CMUBigLab / webanywhere

Accessible Technology Anywhere
http://webanywhere.cs.washington.edu/beta/
Other
17 stars 7 forks source link

mutil-language framework proposal #26

Closed GoogleCodeExporter closed 9 years ago

GoogleCodeExporter commented 9 years ago
Hi Jeff,

刘学佳 (a designer in eGuideDog team) and I have worked out a
mutil-language framework proposal for WA. Could you please have a review?
The changes will cover most of the files! And we need to wrap string with
gettext() in future. I would like to have you comments before I start to
implement it. Thank you!

1) Add follwoing line to config.php
  $default_locale = 'en_EN.UTF-8';

2) Add following lines to browser.php
  include('locale.php');
  $locale = $_REQUEST['locale'];
  if (empty($locale)) {
    $locale = $default_locale;
  }
  init_locale($locale); // defined in locale.php

3) Add locale.php to setup locales.
  For PHP files, it will set locale and use gettext framework.
  gettext module is needed to install first: `apt-get install php-gettext`
  Here is an example how to use gettext in PHP:  
    setlocale(LC_ALL, 'zh_CN.UTF-8');
    bindtextdomain("WebAnywhere", 'locale');
    textdomain("WebAnywhere");
    echo gettext("hello world");

  For Javascript files, a gettext function written in JS will be generated
by a PHP script, which is only needed to run once. The translation is
defined in *.po file in the same file as PHP po files. Different language
has different gettext version and will be stored in different files such as
en.js, de.js, zh_CN.js. Here is an example of zh_CN.js:
    var wa_jstext = new Array();
    wa_jstext["Go"]="浏览";
    function gettext(text)
    {
      var result = wa_jstext[text];
      if (result) {
        return result;
      } else {
        return text;
      }
    }

  Here is an example how to use gettext in Javascript:
    <script type="text/javascript" src="<?php echo get_js_locale_path();
?>"></script>
    <script type="text/javascript">alert(gettext("hello world"));</script>

4) All strings in PHP and Javascript files will be wrapped with
gettext("string")

5) Use msginit/xgettext to generate po template

6) Translate strings in po files manually

7) Use msgfmt to generate mo file from po file

8) Write a PHP script to build en.js, de.js, zh_CN.js ... from mo files

9) Everything is encoded in UTF-8

Reference:
1. GNU gettext manual. http://www.gnu.org/software/gettext/manual/gettext.html
2. PHP gettext API. http://ca3.php.net/manual/en/function.gettext.php
3. Codes for the Representation of Names of Languages.
http://www.loc.gov/standards/iso639-2/php/code_list.php

Original issue reported on code.google.com by hgn...@gmail.com on 29 Mar 2009 at 1:59

GoogleCodeExporter commented 9 years ago
I think your proposal looks great, and should be a flexible way for us to add 
new 
localizations.

Please go ahead with your proposal.

As this touches a lot of (most) files, we should think carefully about how you 
should 
develop this so that your intermediate changes don't prevent the code in trunk 
from 
working. One option is to create a separate branch for you to work on.  
Alternatively, if you think you can integrate changes without breaking trunk, 
we can 
try it that way.

Once you get this, I have a number of volunteers lined up to translate 
WebAnywhere to 
new languages - at least Hindi and Bangali.

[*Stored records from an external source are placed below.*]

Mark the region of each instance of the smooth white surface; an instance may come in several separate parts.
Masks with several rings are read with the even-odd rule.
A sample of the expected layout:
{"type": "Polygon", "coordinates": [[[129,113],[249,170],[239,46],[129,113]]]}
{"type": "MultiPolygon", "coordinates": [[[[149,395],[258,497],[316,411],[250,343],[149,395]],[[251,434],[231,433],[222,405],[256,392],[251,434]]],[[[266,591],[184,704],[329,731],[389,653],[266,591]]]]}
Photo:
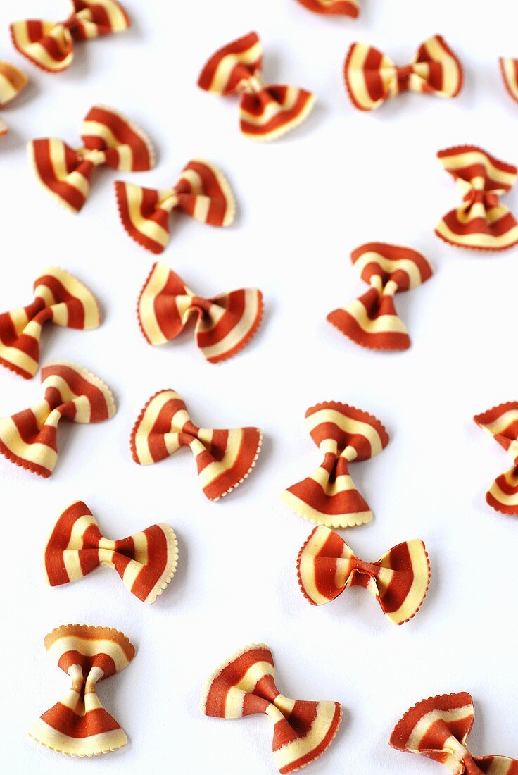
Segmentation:
{"type": "MultiPolygon", "coordinates": [[[[518,56],[515,4],[501,0],[497,12],[482,0],[363,0],[358,21],[320,18],[295,0],[125,4],[132,29],[77,46],[73,67],[59,75],[37,71],[14,51],[8,23],[39,14],[63,18],[66,0],[0,8],[0,57],[31,78],[2,111],[11,133],[0,141],[0,309],[29,303],[34,277],[49,265],[77,274],[98,295],[103,324],[85,332],[49,326],[42,360],[87,367],[108,382],[118,405],[109,423],[63,423],[50,480],[0,460],[2,769],[273,773],[266,719],[208,719],[198,709],[206,677],[235,649],[258,641],[272,647],[284,694],[343,703],[342,728],[311,766],[313,775],[438,775],[439,765],[393,751],[388,738],[422,698],[461,690],[475,699],[473,752],[518,756],[518,523],[484,499],[510,461],[472,420],[517,398],[518,250],[464,252],[433,233],[459,201],[435,159],[437,150],[474,143],[518,161],[518,105],[497,65],[500,55],[518,56]],[[263,40],[266,79],[313,89],[318,98],[304,125],[270,145],[240,136],[235,100],[196,87],[212,51],[252,29],[263,40]],[[377,45],[403,64],[436,33],[465,68],[458,100],[403,95],[371,115],[352,107],[341,67],[353,40],[377,45]],[[145,128],[157,166],[125,176],[100,170],[84,211],[73,216],[39,188],[25,144],[49,135],[78,144],[81,119],[95,102],[145,128]],[[256,285],[266,303],[252,343],[220,366],[204,361],[189,334],[163,348],[145,342],[135,308],[153,257],[123,232],[113,195],[117,177],[167,186],[196,156],[228,175],[236,223],[213,229],[179,218],[160,258],[201,294],[256,285]],[[396,298],[413,339],[403,354],[363,350],[325,319],[365,289],[348,254],[371,240],[413,246],[436,270],[424,286],[396,298]],[[182,394],[194,422],[255,424],[265,432],[252,475],[220,503],[204,498],[187,451],[149,468],[131,459],[129,436],[138,412],[151,394],[168,387],[182,394]],[[312,526],[289,512],[279,494],[319,462],[304,415],[329,399],[374,413],[391,436],[376,460],[352,466],[375,521],[342,535],[365,560],[414,537],[430,553],[427,599],[401,628],[386,621],[362,590],[314,608],[297,584],[297,554],[312,526]],[[155,522],[173,526],[180,567],[154,605],[132,598],[109,569],[75,585],[45,585],[42,549],[58,515],[76,499],[87,502],[108,537],[155,522]],[[68,622],[115,627],[137,647],[129,667],[99,687],[129,744],[95,760],[71,762],[26,735],[69,686],[43,645],[47,632],[68,622]]],[[[516,212],[518,192],[506,202],[516,212]]],[[[24,381],[2,370],[2,415],[40,394],[39,374],[24,381]]]]}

Thanks for all your work on this.  I can tell you by the emails I frequently 
receive 
from people across the world, that so many people across the world appreciate 
it.

Let me know if there's anything I can do to support your efforts.

Original comment by jeffrey....@gmail.com on 3 Apr 2009 at 7:57

GoogleCodeExporter commented 9 years ago
Thanks Jeff.

I've added a new branch 04062009-locale. And I will implement the proposal in 
the
following weeks.

-Cameron

Original comment by hgn...@gmail.com on 6 Apr 2009 at 9:43

GoogleCodeExporter commented 9 years ago
An issue of setlocale in PHP need to be paid attention.
Reference: http://cn.php.net/manual/en/function.setlocale.php

Warning

The locale information is maintained per process, not per thread. If you are 
running
PHP on a multithreaded server api like IIS or Apache on Windows you may 
experience
sudden changes of locale settings while a script is running although the script
itself never called setlocale() itself. This happens due to other scripts 
running in
different threads of the same process at the same time changing the processwide
locale using setlocale().

 de ronino at kde (reverse it)
25-Jun-2008 05:43
I experienced the behavior stated in the above Warning box: Running PHP5 on a
multithreaded Apache made the current locale change sometimes all of a sudden 
within
a script, so strftime() output wasn't in the required format.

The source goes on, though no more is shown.